An editor/friend stated early on he hated the title, so I suggested “Delusions of a Shared Existence?” Sorry, too cerebral. Puddle Jumper is Cam’s hitch-hiking trip from a fictional town in Canada to Texas (during which it rains often, hence the jumping of puddles), and the characters he meets along the way. In Texas, he hopes to meet an ex-girlfriend, and pour sugar in her gastank as retribution for cheating on him then dumping him. I know: puerile, but it was fun, and had a pretty tidy ending that didn’t include sugaror gastanks. I’m saving this story for my family to laugh at when I’m old and infirm and dodderingly unlaughable.

2. The Repatriation

Heavily-plotted and largely influenced by John Grisham’s story lines, less the murders and lawerly wit, The Repatriation is about Lewis Hobbes, a fund manager, and his transfer to the company’s Tokyo office. He meets stubborn and resentful employees, criminal intent (remember Nick Leeson and Barings?), and illicit investment activities that go beyond the provincial borders of Tokyo to span the corporation’s worldwide presence.

3. Lying with Chiyo

Cole Thompson thought he knew Japan. After six years living within Tokyo’s Yamanote loop, he spoke the language, he understood the culture, he even visited the Shinto shrine once a year to welcome the New Year. He had grown… accustomed. But a night of haggis and scotch at The American Club in Tokyo would shatter his complacency. There, amongst drunken foreigners and servile Japanese, he would meet Chiyo Toa — enchanting, articulate, professional, and married — who would change his life forever.

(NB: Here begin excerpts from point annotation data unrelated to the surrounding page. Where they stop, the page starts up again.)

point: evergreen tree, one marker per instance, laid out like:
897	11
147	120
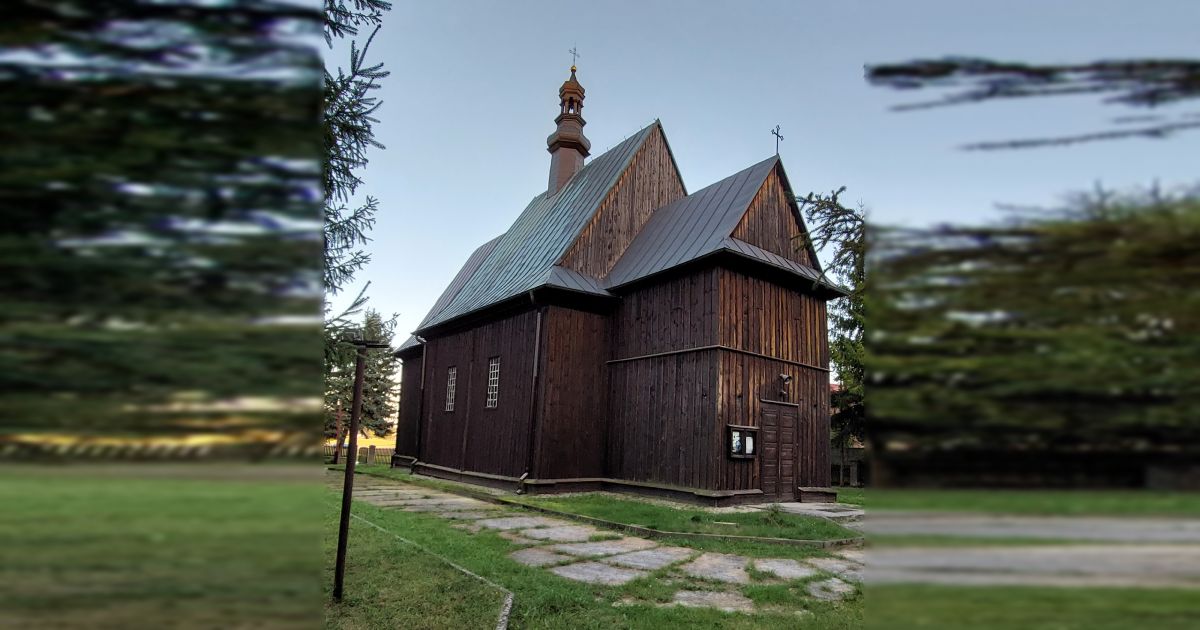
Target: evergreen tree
1069	330
161	193
378	385
843	231
1143	84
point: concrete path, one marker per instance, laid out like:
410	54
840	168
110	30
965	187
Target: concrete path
1079	565
598	557
1084	528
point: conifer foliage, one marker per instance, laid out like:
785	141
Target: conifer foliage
841	231
161	198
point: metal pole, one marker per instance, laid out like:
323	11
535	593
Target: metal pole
352	457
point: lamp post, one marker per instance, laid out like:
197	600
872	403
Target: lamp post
352	459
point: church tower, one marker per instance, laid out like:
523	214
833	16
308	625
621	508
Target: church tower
568	147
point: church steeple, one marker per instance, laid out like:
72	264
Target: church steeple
568	147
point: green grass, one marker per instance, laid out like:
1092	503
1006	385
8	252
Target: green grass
919	607
743	547
693	521
159	546
391	585
547	601
1041	502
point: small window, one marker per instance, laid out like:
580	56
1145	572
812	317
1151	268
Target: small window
493	382
743	442
451	381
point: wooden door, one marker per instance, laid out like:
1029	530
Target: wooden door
778	451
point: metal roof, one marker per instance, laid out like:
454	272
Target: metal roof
691	227
743	249
525	256
460	280
411	342
568	279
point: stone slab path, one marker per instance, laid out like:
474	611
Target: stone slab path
593	556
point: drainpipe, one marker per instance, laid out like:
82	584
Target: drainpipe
533	396
420	405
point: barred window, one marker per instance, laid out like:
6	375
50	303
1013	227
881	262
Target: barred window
493	382
451	381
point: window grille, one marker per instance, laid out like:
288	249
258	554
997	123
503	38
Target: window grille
451	381
493	382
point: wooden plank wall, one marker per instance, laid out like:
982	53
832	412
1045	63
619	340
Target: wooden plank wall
787	327
474	437
664	420
409	406
672	315
744	382
663	409
649	183
573	393
767	318
772	222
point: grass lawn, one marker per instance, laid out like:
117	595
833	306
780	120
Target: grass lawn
658	516
919	607
1041	502
391	585
160	546
547	601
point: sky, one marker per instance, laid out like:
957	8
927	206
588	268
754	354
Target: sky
474	85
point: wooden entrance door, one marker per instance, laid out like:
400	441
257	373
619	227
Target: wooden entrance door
778	450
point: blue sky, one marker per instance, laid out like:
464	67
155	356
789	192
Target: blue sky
473	94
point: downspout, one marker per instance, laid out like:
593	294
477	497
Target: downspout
533	396
420	405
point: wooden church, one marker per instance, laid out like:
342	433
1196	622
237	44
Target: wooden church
627	335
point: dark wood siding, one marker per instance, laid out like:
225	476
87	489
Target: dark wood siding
573	389
744	383
409	406
767	318
772	222
649	183
474	437
663	409
672	315
772	330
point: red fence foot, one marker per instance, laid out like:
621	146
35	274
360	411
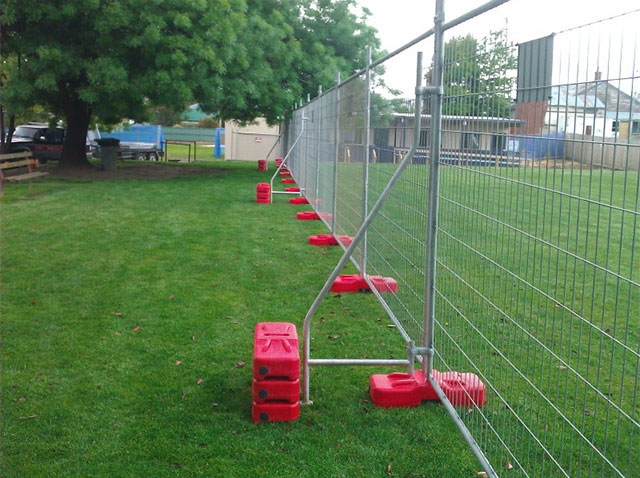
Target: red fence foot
357	283
323	240
262	193
276	368
346	240
404	390
307	216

Lying with Chiyo opens the kimono of modern relationships in Japan. Chiyo Toa is an icon of the non-traditional Japanese woman — passionate, determined, funny, fragile. But she is duplicitous in her desire, and her search for satisfaction sends Cole Thompson spinning, halfway around the world..

4. Desert Rats

“Who was it that wrote ‘the tourist must always get screwed!’?”

Thus begins the tentatively-titled Desert Rats, a story of two journalists antagonized by a malicious local then stranded in Tunisia’s desert, the Grande Erg Oriental. Jan Wood and Young Soon don’t understand the forces that have brought and left them in the middle of Hell with a single ratty goatskin of rancid water to survive on, but realize they only have each other to rely on if they want to get out alive.